Sto fermo al centro della stanza e sono un bambino. Sono di nuovo un bambino.
Penso di aver addosso il mio pigiama azzurro, ma non so da cosa derivi questa debole consapevolezza visto che qui regna il buio più nero. Le braccia, le braccia le tengo lungo il corpo e stringo i pugni.
Ogni volta mi pare che la stanza sia più grande. Non sento l’oppressione delle pareti, non mi pesa il soffitto sulla testa, l’aria non è stagnate. Eppure so che ci sono dei muri e che questa è una stanza-gabbia con me, immobile sull’attenti, al centro del vuoto. E se anche non ci fosse questa oscurità so per certo che non vorrei socchiudere gli occhi.
Poi arriva l’odore.
I miei piedi sono nudi e non riesco a tenerne ferme le dita.
C’è di nuovo questo odore di melma morta, di erba marcita.
E se la stanza è chiusa, se non si sente il vento spingere sulle finestre, come mai l’aria inizia a muoversi?
Una voce dentro (ma sono sicuro che sia dentro di me?) mi sussurra: «Canta!»
Cosa devo fare ora?
Viene un’acqua gelida a lambirmi i piedi, come se si stesse alzando lentamente la marea. È di nuovo qui.
Prendo fiato, cerco di riempire i polmoni di aria, ma inizio a tossire. L’odore si sta facendo più acre e sento la decomposizione che mi brucia la gola.
«Canta!»
Sono solo un bambino, penso, e non può prendersela con me. Eppure non termino nemmeno di formulare questo pensiero che un alito ghiacciato mi scorre sulla nuca. È come se una bocca mi si fosse avvicinata alle spalle, come se delle labbra bianche avessero sfiorato i capelli più fini alla base della mia testa. Lo so che è durato un solo istante ma sento i peli sulle mia braccia che si rizzano, la mia schiena che si pietrifica.
Poi tutto torna silenzioso. Nella stanza rimane solo un senso di attesa.
«Canta!»
Io conosco le canzoni dei piccoli, forse qualche motivo di quelli che sento in chiesa. Poco altro.
Provo a schiarire la voce ma subito la sento il raschiare sul fondo della gola. La lingua mi si muove a stento in bocca e la saliva è scomparsa. È l'immagine di un deserto e di sassi che arrostiscono sul suolo arido, delle sterpaglie rotolanti che ogni tanto il vento si preoccupa di sgombrare.

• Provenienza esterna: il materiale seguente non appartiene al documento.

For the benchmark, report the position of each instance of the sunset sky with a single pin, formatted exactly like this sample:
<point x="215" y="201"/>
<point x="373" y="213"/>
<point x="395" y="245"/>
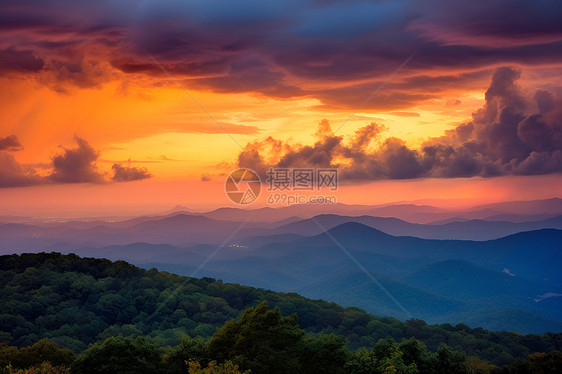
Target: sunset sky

So che devo farlo, se voglio vincere, so che devo stringere ancora di più i pugni ed affrontare questa sofferenza.
Ora qualcosa si sta muovendo intorno a me. In maniera circolare. L'aria ha ripreso a spostarsi ed il movimento riesco a coglierlo meglio. Ecco, è come se ruotasse, come se mi trovassi al centro di un gorgo. Gira, è un lenzuolo nero, lungo, tanto che non riesco ad immaginarne la fine. E sotto il lenzuolo la melma, che segue il movimento del vortice. È più lenta, più densa nella rotazione, lascia quella scia di odore marcio che pare fluttuare. L'acqua ha raggiunto le mie caviglie. Tremo, adesso tremo veramente. Un tappeto di aculei mi tormenta la pianta dei piedi .
Apro la bocca e, di nuovo, l'odore mi da' la nausea. Sto per vomitare, penso, cavolo, ora mi vomito addosso.
Deglutisco, ci provo almeno. In gola mi passa un blocco di aria quasi solido.
«Canta!»
So che, sul lenzuolo nero che gira e galleggia sul fango di questa stanza, appariranno le due fessure rosse. E so che sono occhi.
Il gorgo inizia a stringersi e a chiudersi verso di me. Mi sento al centro di un orrendo buco nero.
«Jingle bells, jingle bells», non canto ma grido, sputo fuori le sillabe, «Jingle all the way».
Pausa, aria nei polmoni.
«Oh what fun it is to rid….».
Inciampo sulla d. Un colpo violento mi fa sussultare mentre alla mia destra sbatte l'anta di una finestra. Mi volto, ma non guardo. Dei vetri esplodono, si polverizzano sul pavimento. Non li apro per niente, gli occhi, ma la mia mente vede che quei frammenti sono denti, piccoli denti da latte di neonati, candidi, che si spargono sul lenzuolo nero e brillano per qualche istante prima che la melma li inghiotta.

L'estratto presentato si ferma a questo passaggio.